掲載日 : [2004-07-21] 照会数 : 2417
「高句麗の史実歪曲」 韓国、中国に厳重抗議(04.7.21)
韓国外交通商部の崔英鎮次官は14日、中国の李濱駐韓大使を呼び、中国の官営メディアが「高句麗は中国の地方政権」だったとの論評を繰り返し、中国外交部のホームページから高句麗に関する記述を削除するなど、高句麗史を歪曲していることに抗議した。

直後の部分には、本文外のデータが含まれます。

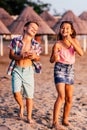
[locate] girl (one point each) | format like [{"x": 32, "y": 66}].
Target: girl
[{"x": 63, "y": 54}]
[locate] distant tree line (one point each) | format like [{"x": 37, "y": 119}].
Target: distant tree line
[{"x": 14, "y": 7}]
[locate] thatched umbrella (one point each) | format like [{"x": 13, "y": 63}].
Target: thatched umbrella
[
  {"x": 48, "y": 18},
  {"x": 3, "y": 30},
  {"x": 83, "y": 16},
  {"x": 28, "y": 14},
  {"x": 79, "y": 25},
  {"x": 5, "y": 17}
]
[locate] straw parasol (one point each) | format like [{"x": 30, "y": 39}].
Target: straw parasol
[
  {"x": 28, "y": 14},
  {"x": 83, "y": 16},
  {"x": 79, "y": 25},
  {"x": 48, "y": 18},
  {"x": 5, "y": 17}
]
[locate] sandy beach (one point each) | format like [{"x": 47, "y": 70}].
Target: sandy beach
[{"x": 44, "y": 98}]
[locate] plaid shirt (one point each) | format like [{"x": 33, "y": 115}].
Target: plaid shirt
[{"x": 16, "y": 45}]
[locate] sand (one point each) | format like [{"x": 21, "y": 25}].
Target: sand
[{"x": 44, "y": 97}]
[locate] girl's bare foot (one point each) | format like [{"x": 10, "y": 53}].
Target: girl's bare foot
[
  {"x": 58, "y": 127},
  {"x": 66, "y": 123}
]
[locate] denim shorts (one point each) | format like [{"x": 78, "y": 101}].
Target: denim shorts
[
  {"x": 23, "y": 79},
  {"x": 63, "y": 73}
]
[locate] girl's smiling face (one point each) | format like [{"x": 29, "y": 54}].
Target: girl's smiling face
[{"x": 66, "y": 30}]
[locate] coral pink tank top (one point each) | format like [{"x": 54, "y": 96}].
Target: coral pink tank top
[{"x": 67, "y": 56}]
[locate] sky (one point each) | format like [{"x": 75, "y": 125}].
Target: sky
[{"x": 61, "y": 6}]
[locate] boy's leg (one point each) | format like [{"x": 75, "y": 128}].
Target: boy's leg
[
  {"x": 18, "y": 98},
  {"x": 29, "y": 105}
]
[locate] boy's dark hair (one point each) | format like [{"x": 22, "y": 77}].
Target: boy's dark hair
[
  {"x": 29, "y": 22},
  {"x": 73, "y": 35}
]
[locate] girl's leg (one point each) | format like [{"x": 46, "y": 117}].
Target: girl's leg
[
  {"x": 29, "y": 105},
  {"x": 68, "y": 103},
  {"x": 58, "y": 103},
  {"x": 19, "y": 100}
]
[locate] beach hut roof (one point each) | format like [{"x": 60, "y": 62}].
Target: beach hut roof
[
  {"x": 3, "y": 29},
  {"x": 83, "y": 16},
  {"x": 79, "y": 25},
  {"x": 28, "y": 14},
  {"x": 5, "y": 17},
  {"x": 48, "y": 18}
]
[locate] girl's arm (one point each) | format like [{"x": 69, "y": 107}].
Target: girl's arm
[{"x": 12, "y": 55}]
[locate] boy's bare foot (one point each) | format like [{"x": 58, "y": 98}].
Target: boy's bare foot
[
  {"x": 66, "y": 123},
  {"x": 58, "y": 127}
]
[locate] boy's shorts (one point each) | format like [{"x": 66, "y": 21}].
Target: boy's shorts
[
  {"x": 63, "y": 73},
  {"x": 23, "y": 77}
]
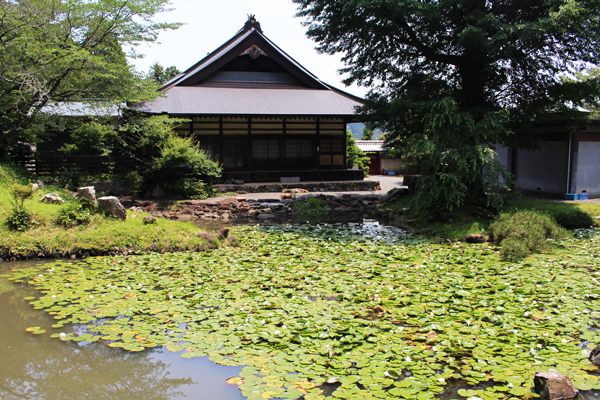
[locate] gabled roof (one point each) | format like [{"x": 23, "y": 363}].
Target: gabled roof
[
  {"x": 225, "y": 83},
  {"x": 370, "y": 146}
]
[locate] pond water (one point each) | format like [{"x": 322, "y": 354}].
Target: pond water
[{"x": 38, "y": 367}]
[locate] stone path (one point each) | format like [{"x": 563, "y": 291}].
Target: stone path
[{"x": 386, "y": 182}]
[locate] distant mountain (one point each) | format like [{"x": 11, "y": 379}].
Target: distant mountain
[{"x": 357, "y": 128}]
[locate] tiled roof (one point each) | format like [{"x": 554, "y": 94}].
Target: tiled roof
[
  {"x": 370, "y": 146},
  {"x": 236, "y": 101}
]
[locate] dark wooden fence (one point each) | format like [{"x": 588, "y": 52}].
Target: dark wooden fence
[
  {"x": 304, "y": 175},
  {"x": 52, "y": 164}
]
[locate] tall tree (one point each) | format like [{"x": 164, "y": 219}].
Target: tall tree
[
  {"x": 69, "y": 50},
  {"x": 160, "y": 74},
  {"x": 478, "y": 57}
]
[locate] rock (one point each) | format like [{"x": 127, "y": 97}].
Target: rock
[
  {"x": 158, "y": 193},
  {"x": 595, "y": 356},
  {"x": 397, "y": 193},
  {"x": 112, "y": 206},
  {"x": 294, "y": 191},
  {"x": 554, "y": 386},
  {"x": 209, "y": 237},
  {"x": 87, "y": 192},
  {"x": 476, "y": 238},
  {"x": 52, "y": 198},
  {"x": 149, "y": 220}
]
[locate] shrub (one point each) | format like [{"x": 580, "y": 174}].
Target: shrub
[
  {"x": 190, "y": 188},
  {"x": 181, "y": 168},
  {"x": 21, "y": 193},
  {"x": 574, "y": 219},
  {"x": 311, "y": 206},
  {"x": 19, "y": 219},
  {"x": 523, "y": 232},
  {"x": 76, "y": 213}
]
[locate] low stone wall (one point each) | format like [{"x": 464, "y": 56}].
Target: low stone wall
[{"x": 352, "y": 186}]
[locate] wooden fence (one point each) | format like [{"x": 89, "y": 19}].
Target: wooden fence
[{"x": 52, "y": 164}]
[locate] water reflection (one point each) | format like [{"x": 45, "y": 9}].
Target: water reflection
[{"x": 38, "y": 367}]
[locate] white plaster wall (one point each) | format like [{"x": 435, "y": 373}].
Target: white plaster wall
[
  {"x": 393, "y": 164},
  {"x": 588, "y": 169},
  {"x": 545, "y": 168}
]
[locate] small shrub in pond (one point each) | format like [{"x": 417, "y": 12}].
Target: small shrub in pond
[
  {"x": 523, "y": 233},
  {"x": 21, "y": 193},
  {"x": 19, "y": 219},
  {"x": 311, "y": 206},
  {"x": 76, "y": 213},
  {"x": 574, "y": 219}
]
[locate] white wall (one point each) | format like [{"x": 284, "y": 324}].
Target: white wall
[
  {"x": 544, "y": 169},
  {"x": 588, "y": 169}
]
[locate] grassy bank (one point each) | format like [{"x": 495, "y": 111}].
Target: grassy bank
[
  {"x": 470, "y": 219},
  {"x": 45, "y": 238}
]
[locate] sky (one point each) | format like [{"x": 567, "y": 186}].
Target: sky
[{"x": 210, "y": 23}]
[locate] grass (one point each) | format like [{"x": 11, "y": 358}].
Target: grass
[
  {"x": 101, "y": 236},
  {"x": 469, "y": 219}
]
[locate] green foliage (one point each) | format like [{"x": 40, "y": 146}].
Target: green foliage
[
  {"x": 140, "y": 132},
  {"x": 523, "y": 233},
  {"x": 182, "y": 168},
  {"x": 310, "y": 206},
  {"x": 486, "y": 58},
  {"x": 159, "y": 74},
  {"x": 91, "y": 138},
  {"x": 455, "y": 159},
  {"x": 367, "y": 134},
  {"x": 19, "y": 218},
  {"x": 575, "y": 219},
  {"x": 76, "y": 213},
  {"x": 354, "y": 155},
  {"x": 55, "y": 50},
  {"x": 21, "y": 193},
  {"x": 190, "y": 188},
  {"x": 416, "y": 55}
]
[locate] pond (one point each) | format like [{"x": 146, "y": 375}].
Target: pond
[
  {"x": 353, "y": 311},
  {"x": 39, "y": 367}
]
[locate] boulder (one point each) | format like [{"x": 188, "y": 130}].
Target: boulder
[
  {"x": 87, "y": 192},
  {"x": 554, "y": 386},
  {"x": 158, "y": 193},
  {"x": 149, "y": 220},
  {"x": 111, "y": 205},
  {"x": 294, "y": 191},
  {"x": 52, "y": 198},
  {"x": 595, "y": 356}
]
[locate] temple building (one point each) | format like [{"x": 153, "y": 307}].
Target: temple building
[{"x": 260, "y": 113}]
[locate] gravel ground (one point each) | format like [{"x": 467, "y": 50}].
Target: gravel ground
[{"x": 386, "y": 182}]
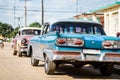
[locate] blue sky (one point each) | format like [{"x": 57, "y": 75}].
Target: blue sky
[{"x": 58, "y": 9}]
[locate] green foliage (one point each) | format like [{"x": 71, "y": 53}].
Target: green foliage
[{"x": 35, "y": 24}]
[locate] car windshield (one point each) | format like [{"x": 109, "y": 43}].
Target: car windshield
[
  {"x": 77, "y": 27},
  {"x": 31, "y": 32}
]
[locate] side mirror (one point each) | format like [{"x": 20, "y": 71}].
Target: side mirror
[{"x": 118, "y": 34}]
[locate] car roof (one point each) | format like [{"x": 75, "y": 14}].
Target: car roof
[
  {"x": 29, "y": 28},
  {"x": 74, "y": 20}
]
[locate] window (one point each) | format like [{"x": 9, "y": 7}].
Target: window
[
  {"x": 75, "y": 27},
  {"x": 31, "y": 32}
]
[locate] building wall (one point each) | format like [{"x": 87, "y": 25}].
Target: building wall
[{"x": 112, "y": 21}]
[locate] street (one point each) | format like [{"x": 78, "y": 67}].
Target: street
[{"x": 19, "y": 68}]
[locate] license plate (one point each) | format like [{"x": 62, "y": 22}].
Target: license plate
[{"x": 91, "y": 51}]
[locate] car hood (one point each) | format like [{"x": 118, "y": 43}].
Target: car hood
[
  {"x": 90, "y": 41},
  {"x": 28, "y": 37}
]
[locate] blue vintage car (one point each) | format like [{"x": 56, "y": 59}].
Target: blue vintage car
[{"x": 77, "y": 42}]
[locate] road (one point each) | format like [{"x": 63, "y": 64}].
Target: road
[{"x": 16, "y": 68}]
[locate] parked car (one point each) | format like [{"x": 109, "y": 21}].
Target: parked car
[
  {"x": 77, "y": 42},
  {"x": 21, "y": 40}
]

崔次官はそこで、今年2月に韓中両政府が高句麗史問題を学術的に解決することで合意したにもかかわらず、中国がこれを破ったことに深刻な懸念を表明、この問題が両国関係に悪影響を与えないよう、中国政府の誠意ある対応を求めた。
また、金夏中駐中大使が13日、中国外交部にこうした韓国政府の立場を伝えたのに対し、中国側は「韓国の懸念は承知している。この問題が両国関係に悪影響を与えないよう、賢明な方策を検討し、告知する」との考えを示した。これは申鳳吉外交部スポークスマンが明らかにした。
外交部は、この問題が日本の歴史教科書歪曲問題と同様、深刻な外交問題に発展する可能性を否定できないとして、担当部署を文化協力課から中国との懸案を扱う北東アジア課に変更した。
中国はいわゆる「東北工程」開始以来、高句麗史を中国の地方史に位置づける論理を構築し、高句麗遺跡の世界文化遺産登録以後はそのキャンペーンを強めている。